While browsing a report about an appeal being made to the UK Supreme Court on the BBC News website, I saw an image of the court’s emblem.

It’s not your normal emblem for an apparatus of state – there’s no traditional portcullis symbolising the authority of the government, no heraldic reminders of monarchy, no Latin inscription. In fact, it’s pretty plain – the name of the court is boldly in English and the main motif is a design representing the floral symbols of the constituent parts of the UK.

But it’s what surrounds that motif which intrigues me – a whopping big omega.

The final letter of the Greek alphabet, it was Jesus himself who famously said “I am alpha and omega, the beginning and the end” to signify, among other things, his own divinity. There is no room for another, it suggests, I am the all there is.
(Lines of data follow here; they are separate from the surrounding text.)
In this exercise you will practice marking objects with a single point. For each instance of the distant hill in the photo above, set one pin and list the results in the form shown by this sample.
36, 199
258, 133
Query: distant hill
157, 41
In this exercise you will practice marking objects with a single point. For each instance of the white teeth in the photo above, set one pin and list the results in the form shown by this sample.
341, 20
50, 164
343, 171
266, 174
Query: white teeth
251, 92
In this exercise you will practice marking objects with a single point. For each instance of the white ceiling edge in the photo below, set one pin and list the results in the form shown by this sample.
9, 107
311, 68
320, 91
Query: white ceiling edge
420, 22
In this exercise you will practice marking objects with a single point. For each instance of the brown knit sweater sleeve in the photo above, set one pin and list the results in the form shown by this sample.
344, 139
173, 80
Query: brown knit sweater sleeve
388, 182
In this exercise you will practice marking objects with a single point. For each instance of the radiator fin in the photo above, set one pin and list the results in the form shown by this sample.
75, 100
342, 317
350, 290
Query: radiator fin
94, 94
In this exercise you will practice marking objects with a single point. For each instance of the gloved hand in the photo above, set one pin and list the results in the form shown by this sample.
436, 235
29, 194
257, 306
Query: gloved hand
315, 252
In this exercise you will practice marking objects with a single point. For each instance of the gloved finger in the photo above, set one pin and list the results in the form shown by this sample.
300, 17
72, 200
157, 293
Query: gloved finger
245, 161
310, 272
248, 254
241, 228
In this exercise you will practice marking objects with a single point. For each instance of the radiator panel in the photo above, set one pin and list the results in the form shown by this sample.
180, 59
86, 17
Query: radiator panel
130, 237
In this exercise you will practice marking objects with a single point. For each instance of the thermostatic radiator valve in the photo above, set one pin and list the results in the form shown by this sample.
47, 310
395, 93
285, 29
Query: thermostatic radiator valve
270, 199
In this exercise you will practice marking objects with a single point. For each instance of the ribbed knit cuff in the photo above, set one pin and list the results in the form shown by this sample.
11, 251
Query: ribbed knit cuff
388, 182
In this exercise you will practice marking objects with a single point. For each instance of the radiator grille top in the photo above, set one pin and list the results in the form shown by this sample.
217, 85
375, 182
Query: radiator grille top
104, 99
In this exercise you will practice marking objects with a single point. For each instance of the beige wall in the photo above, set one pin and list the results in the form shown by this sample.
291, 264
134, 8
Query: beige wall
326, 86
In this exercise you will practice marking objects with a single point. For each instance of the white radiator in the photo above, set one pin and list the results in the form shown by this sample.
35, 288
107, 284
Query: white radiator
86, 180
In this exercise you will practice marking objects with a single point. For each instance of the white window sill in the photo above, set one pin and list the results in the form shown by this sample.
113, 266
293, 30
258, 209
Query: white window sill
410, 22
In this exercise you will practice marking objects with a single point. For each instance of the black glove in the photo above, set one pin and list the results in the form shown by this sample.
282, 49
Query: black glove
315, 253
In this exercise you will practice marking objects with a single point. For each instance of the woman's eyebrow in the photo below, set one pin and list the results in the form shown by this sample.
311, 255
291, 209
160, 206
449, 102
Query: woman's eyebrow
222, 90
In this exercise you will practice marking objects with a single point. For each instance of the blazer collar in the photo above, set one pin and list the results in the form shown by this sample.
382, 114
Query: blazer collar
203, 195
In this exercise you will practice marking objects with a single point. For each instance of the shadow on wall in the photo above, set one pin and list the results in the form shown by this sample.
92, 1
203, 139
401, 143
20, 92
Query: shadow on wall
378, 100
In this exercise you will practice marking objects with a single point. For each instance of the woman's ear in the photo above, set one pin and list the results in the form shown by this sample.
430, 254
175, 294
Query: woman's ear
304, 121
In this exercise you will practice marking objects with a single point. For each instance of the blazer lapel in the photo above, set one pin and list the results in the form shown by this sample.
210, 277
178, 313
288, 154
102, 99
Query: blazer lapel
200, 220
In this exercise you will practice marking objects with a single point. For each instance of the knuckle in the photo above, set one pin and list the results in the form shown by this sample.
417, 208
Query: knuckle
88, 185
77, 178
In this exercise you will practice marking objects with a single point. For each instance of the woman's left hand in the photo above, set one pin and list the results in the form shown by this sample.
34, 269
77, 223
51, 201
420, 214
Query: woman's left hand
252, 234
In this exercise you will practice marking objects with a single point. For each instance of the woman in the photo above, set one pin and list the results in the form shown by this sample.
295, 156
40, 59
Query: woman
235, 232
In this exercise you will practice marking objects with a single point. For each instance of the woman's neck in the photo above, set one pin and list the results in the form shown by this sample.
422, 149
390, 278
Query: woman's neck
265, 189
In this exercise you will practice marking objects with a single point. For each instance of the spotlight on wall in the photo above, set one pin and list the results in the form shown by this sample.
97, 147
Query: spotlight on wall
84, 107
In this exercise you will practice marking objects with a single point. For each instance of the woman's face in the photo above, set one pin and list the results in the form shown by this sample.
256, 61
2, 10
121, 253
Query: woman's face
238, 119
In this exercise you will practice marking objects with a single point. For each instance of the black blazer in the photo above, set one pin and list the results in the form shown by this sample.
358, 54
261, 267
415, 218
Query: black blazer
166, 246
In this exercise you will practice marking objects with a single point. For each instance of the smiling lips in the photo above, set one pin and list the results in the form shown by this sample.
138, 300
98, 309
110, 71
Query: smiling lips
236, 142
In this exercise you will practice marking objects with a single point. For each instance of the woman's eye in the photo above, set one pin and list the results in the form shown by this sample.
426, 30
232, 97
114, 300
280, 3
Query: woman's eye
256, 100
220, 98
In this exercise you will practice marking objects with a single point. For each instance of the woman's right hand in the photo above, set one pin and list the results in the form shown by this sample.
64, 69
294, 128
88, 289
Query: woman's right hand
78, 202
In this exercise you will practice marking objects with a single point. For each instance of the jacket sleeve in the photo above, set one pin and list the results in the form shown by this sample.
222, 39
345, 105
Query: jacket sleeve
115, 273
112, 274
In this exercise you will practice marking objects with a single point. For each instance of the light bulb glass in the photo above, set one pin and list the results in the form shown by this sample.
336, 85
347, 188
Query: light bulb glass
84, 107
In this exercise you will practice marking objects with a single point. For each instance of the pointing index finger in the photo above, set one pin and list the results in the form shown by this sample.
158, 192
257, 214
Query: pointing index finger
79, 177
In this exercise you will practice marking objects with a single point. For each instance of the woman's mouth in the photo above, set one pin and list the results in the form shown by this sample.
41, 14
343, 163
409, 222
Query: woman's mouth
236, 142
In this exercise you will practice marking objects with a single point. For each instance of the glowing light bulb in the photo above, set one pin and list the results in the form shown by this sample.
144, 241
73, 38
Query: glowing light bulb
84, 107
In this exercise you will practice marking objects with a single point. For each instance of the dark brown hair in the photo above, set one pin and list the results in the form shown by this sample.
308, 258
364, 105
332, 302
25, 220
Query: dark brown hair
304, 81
So here, in absolute symbolic clarity from a system renowned for defendants always having a higher court to go to should a decision not go their way, is where the buck stops. “Here,” this emblem says, “is where it ends. This is the omega, the full stop, the final say”.

Yeah, you’re looking at me funny now. But it really struck me! Imagine being a defendant in court, being stared down not by the ancient symbols of an old country, but the stark and almost Orwellian symbology of a modern state that is in absolutely no mood to argue.

This is the end of the line, my friend.